The pollution of surface water with organic compounds from leachates of wastes generated by industries of agricultural products processing has become an issue of serious environmental concern, especially considering the lack of efficient treatment technologies and facilities, their high maintenance and operational costs and need for energy resources for the conventional aerobic digestion treatment of such waste waters (Rozich et al., 2002; Suvilampi, 2003).

This problem is common for many countries worldwide. For instance, in the Republic of Moldova two large rivers Dniester and Prut and a network of their tributaries, small rivers, serve as the main sources of drinking water for the millions of people.
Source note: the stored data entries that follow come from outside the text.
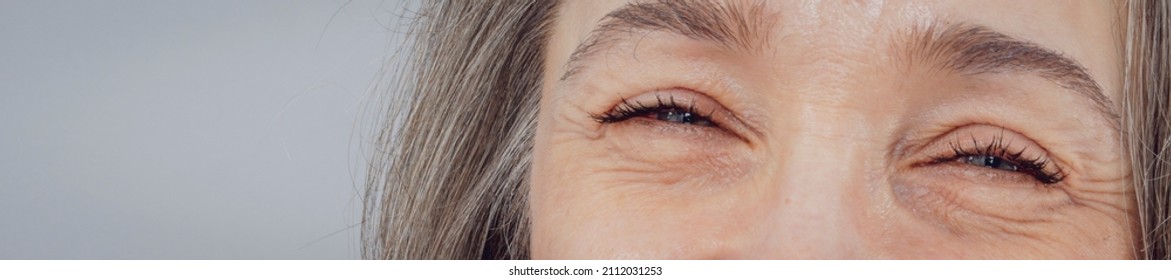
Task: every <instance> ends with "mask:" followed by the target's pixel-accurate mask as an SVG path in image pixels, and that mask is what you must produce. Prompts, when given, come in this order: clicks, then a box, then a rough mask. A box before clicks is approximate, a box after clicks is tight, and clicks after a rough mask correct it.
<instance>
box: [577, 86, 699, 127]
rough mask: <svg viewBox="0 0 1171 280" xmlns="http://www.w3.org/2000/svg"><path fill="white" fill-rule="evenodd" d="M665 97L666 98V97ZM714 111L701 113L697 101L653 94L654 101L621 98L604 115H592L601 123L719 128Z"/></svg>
mask: <svg viewBox="0 0 1171 280" xmlns="http://www.w3.org/2000/svg"><path fill="white" fill-rule="evenodd" d="M664 95H665V96H664ZM713 114H714V110H711V111H700V110H698V109H697V100H696V98H690V100H686V101H680V100H677V97H676V95H671V94H653V98H652V100H628V98H621V101H619V103H618V104H617V105H615V107H614V108H612V109H610V110H609V111H607V112H604V114H600V115H591V116H590V117H593V118H594V119H595V121H597V122H600V123H607V124H609V123H621V122H625V121H629V119H642V121H646V119H653V121H659V122H665V123H671V124H683V125H697V127H712V128H714V127H718V125H715V123H714V122H713V121H712V115H713Z"/></svg>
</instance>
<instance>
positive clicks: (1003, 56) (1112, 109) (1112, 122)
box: [895, 22, 1122, 129]
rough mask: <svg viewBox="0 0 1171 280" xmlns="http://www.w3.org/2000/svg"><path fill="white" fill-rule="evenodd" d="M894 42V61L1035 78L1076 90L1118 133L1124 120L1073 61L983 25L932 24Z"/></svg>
mask: <svg viewBox="0 0 1171 280" xmlns="http://www.w3.org/2000/svg"><path fill="white" fill-rule="evenodd" d="M909 34H910V35H909V36H902V37H896V40H900V41H896V42H895V46H900V47H896V48H895V49H897V50H902V52H898V53H897V54H896V60H899V61H903V62H904V63H915V64H926V66H931V67H932V69H931V70H943V71H951V73H957V74H963V75H980V74H997V73H1008V71H1013V73H1025V74H1033V75H1038V76H1040V77H1043V78H1046V80H1049V81H1050V82H1053V83H1055V84H1057V86H1059V87H1062V88H1064V89H1067V90H1070V91H1074V93H1075V94H1076V95H1078V96H1082V97H1086V100H1088V101H1090V102H1091V103H1093V107H1095V109H1096V111H1098V112H1100V115H1102V116H1103V117H1104V118H1107V121H1108V122H1109V123H1110V124H1111V125H1112V127H1114V128H1115V129H1118V128H1119V127H1121V125H1122V121H1121V118H1119V117H1118V112H1117V111H1116V110H1115V107H1114V103H1112V102H1111V101H1110V98H1108V97H1107V96H1105V94H1104V93H1103V91H1102V87H1100V86H1098V83H1097V82H1096V81H1095V80H1094V77H1093V76H1090V75H1089V71H1088V70H1087V69H1086V67H1083V66H1082V64H1081V63H1077V61H1075V60H1073V59H1070V57H1068V56H1064V55H1061V54H1060V53H1057V52H1054V50H1050V49H1048V48H1046V47H1042V46H1040V45H1036V43H1033V42H1029V41H1025V40H1019V39H1013V37H1011V36H1008V35H1005V34H1002V33H999V32H995V30H993V29H991V28H988V27H985V26H975V25H964V23H943V22H931V23H929V25H926V26H916V27H915V28H912V29H911V32H910V33H909Z"/></svg>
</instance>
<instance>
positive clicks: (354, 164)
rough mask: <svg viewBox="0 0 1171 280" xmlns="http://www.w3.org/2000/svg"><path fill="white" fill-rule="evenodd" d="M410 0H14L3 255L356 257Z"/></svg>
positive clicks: (245, 257) (66, 256)
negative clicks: (386, 92) (393, 54)
mask: <svg viewBox="0 0 1171 280" xmlns="http://www.w3.org/2000/svg"><path fill="white" fill-rule="evenodd" d="M404 6H405V5H404V4H402V2H398V1H385V2H383V1H330V0H321V1H254V0H249V1H207V0H199V1H190V0H186V1H145V0H142V1H108V0H107V1H82V0H77V1H7V0H6V1H0V259H354V258H358V257H359V248H358V228H357V227H356V226H354V225H356V224H357V223H358V214H359V211H361V199H359V198H358V194H359V190H361V183H362V180H363V176H364V172H363V164H364V159H365V155H364V151H363V148H362V146H363V144H364V141H367V139H364V137H367V135H368V134H369V132H365V131H364V130H369V128H363V125H359V124H361V123H362V122H364V121H362V118H363V117H368V116H364V115H363V114H365V115H369V111H365V110H363V109H364V107H365V103H363V101H365V100H367V95H368V90H367V88H368V86H370V84H371V82H372V81H374V78H375V75H377V71H378V70H379V68H381V66H382V62H383V57H384V56H386V55H388V54H390V53H392V52H390V50H393V49H395V48H397V46H396V43H398V42H399V41H400V39H399V37H400V35H398V34H399V33H396V30H403V29H404V28H403V27H402V26H399V25H400V23H402V21H403V15H404V12H403V11H404Z"/></svg>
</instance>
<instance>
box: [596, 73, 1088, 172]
mask: <svg viewBox="0 0 1171 280" xmlns="http://www.w3.org/2000/svg"><path fill="white" fill-rule="evenodd" d="M660 114H678V115H667V116H674V117H683V119H691V121H667V119H663V118H662V117H663V115H660ZM644 116H645V117H651V118H655V119H658V121H664V122H670V123H678V124H687V125H701V127H717V125H715V123H714V122H712V119H711V116H712V114H711V112H708V114H703V112H699V111H697V110H696V104H694V102H692V103H690V104H687V105H686V107H684V105H680V104H679V103H678V102H676V100H674V97H673V96H669V97H667V98H666V100H663V97H662V96H658V95H656V96H655V102H653V103H651V104H643V103H642V102H637V101H635V102H631V101H629V100H626V98H622V102H621V103H618V105H616V107H615V108H614V109H611V110H610V111H608V112H605V114H602V115H595V114H590V117H591V118H594V119H595V121H597V122H600V123H618V122H623V121H628V119H630V118H635V117H644ZM1008 144H1009V143H1005V142H1004V136H1002V135H997V136H994V137H993V139H992V142H988V143H987V144H984V145H980V143H979V142H978V141H977V138H975V137H974V136H973V137H972V144H971V145H964V144H961V143H960V142H959V139H957V141H954V142H951V143H949V146H951V153H949V155H945V156H939V157H934V158H933V159H932V163H950V162H959V163H963V164H971V165H977V164H972V163H970V162H968V161H973V159H978V158H977V157H986V158H984V159H985V161H993V158H995V159H999V161H1004V162H1006V163H1007V164H1011V165H1012V166H1013V170H1005V169H999V168H989V166H980V168H987V169H994V170H1001V171H1008V172H1018V173H1022V175H1027V176H1030V177H1033V178H1034V179H1036V180H1038V182H1040V183H1042V184H1046V185H1053V184H1057V183H1061V182H1062V180H1064V179H1066V173H1064V172H1063V171H1062V170H1061V168H1060V166H1055V168H1054V170H1047V168H1048V166H1049V164H1050V163H1049V161H1048V159H1046V158H1043V157H1040V156H1039V157H1036V158H1029V157H1025V156H1023V153H1025V150H1026V149H1027V148H1025V149H1021V150H1019V151H1015V152H1013V151H1011V150H1009V149H1008ZM987 157H991V158H987ZM985 163H988V162H985ZM1001 164H1004V163H1001Z"/></svg>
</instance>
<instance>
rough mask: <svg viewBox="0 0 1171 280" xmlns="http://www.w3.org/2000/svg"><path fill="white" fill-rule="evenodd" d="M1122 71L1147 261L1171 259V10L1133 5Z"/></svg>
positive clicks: (1123, 107) (1126, 120)
mask: <svg viewBox="0 0 1171 280" xmlns="http://www.w3.org/2000/svg"><path fill="white" fill-rule="evenodd" d="M1128 6H1129V7H1128V13H1129V15H1128V16H1127V18H1128V19H1127V34H1125V45H1127V47H1125V53H1127V59H1125V66H1124V68H1123V71H1124V76H1125V80H1124V81H1123V96H1124V97H1123V101H1122V115H1123V118H1122V119H1123V121H1122V122H1123V128H1124V132H1123V143H1124V145H1127V146H1125V148H1127V149H1125V151H1128V152H1129V155H1127V158H1128V159H1129V163H1130V169H1131V184H1132V185H1134V186H1135V197H1136V198H1137V199H1138V202H1137V203H1138V204H1137V205H1138V217H1137V219H1138V223H1137V224H1138V225H1139V228H1138V230H1139V231H1141V239H1142V247H1141V248H1139V250H1138V252H1136V253H1137V254H1138V255H1137V257H1141V258H1146V259H1171V251H1169V247H1167V246H1169V244H1171V228H1169V226H1171V225H1169V224H1167V223H1169V220H1171V207H1169V206H1171V205H1169V204H1171V98H1169V95H1171V41H1167V40H1171V5H1169V4H1167V1H1159V0H1149V1H1130V2H1129V4H1128Z"/></svg>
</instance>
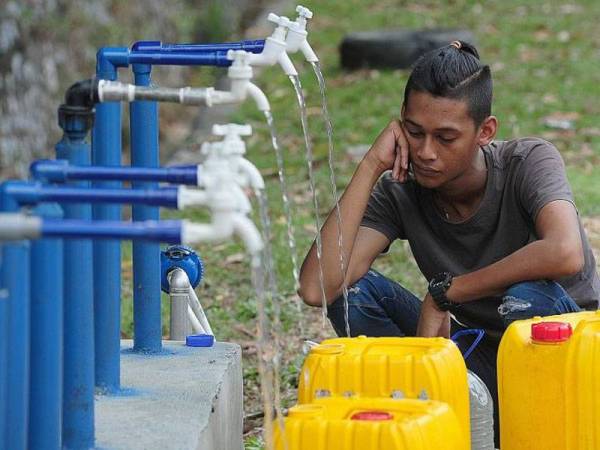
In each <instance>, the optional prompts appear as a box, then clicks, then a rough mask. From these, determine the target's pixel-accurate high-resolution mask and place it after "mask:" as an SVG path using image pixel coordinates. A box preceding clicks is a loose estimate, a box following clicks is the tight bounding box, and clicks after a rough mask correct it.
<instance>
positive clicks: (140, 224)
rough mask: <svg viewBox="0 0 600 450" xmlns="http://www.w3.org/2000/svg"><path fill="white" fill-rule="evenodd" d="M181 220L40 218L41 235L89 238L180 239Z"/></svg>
mask: <svg viewBox="0 0 600 450" xmlns="http://www.w3.org/2000/svg"><path fill="white" fill-rule="evenodd" d="M181 227H182V222H181V221H178V220H161V221H145V222H133V223H129V222H113V221H93V222H90V221H87V220H43V221H42V230H41V233H42V236H44V237H50V236H56V237H63V238H77V237H79V238H92V239H127V240H129V239H131V240H134V241H135V240H142V241H144V240H145V241H154V242H165V243H168V244H180V243H181Z"/></svg>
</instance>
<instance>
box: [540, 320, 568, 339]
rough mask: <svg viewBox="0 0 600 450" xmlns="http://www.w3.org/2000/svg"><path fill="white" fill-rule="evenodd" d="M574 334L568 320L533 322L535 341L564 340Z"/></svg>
mask: <svg viewBox="0 0 600 450" xmlns="http://www.w3.org/2000/svg"><path fill="white" fill-rule="evenodd" d="M572 334H573V328H572V327H571V324H570V323H568V322H538V323H534V324H531V339H532V340H533V341H535V342H564V341H566V340H567V339H569V338H570V337H571V335H572Z"/></svg>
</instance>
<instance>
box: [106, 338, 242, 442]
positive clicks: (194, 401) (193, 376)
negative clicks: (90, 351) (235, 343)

However, due to the discharges of untreated wastes and waste waters from the industries of agro-industrial sector, the major economy sector developed in this area, such as wineries, cattle and poultry farms, fruit and vegetable processors the waters of small rivers become highly polluted with organics and suspended solids. As a result, such waters, when inflowing the Dniester and Prut, bring a variety of pollutants, among them rather toxic and persistent substances (Opopol, 2006; Nastasuic et al., 2016). Along with the environmental problems, the natural water sources polluted with the insufficiently treated effluents can be a matter of serious health concerns (Okoh et al., 2010; Verbyla et al., 2015; Xiao et al., 2018).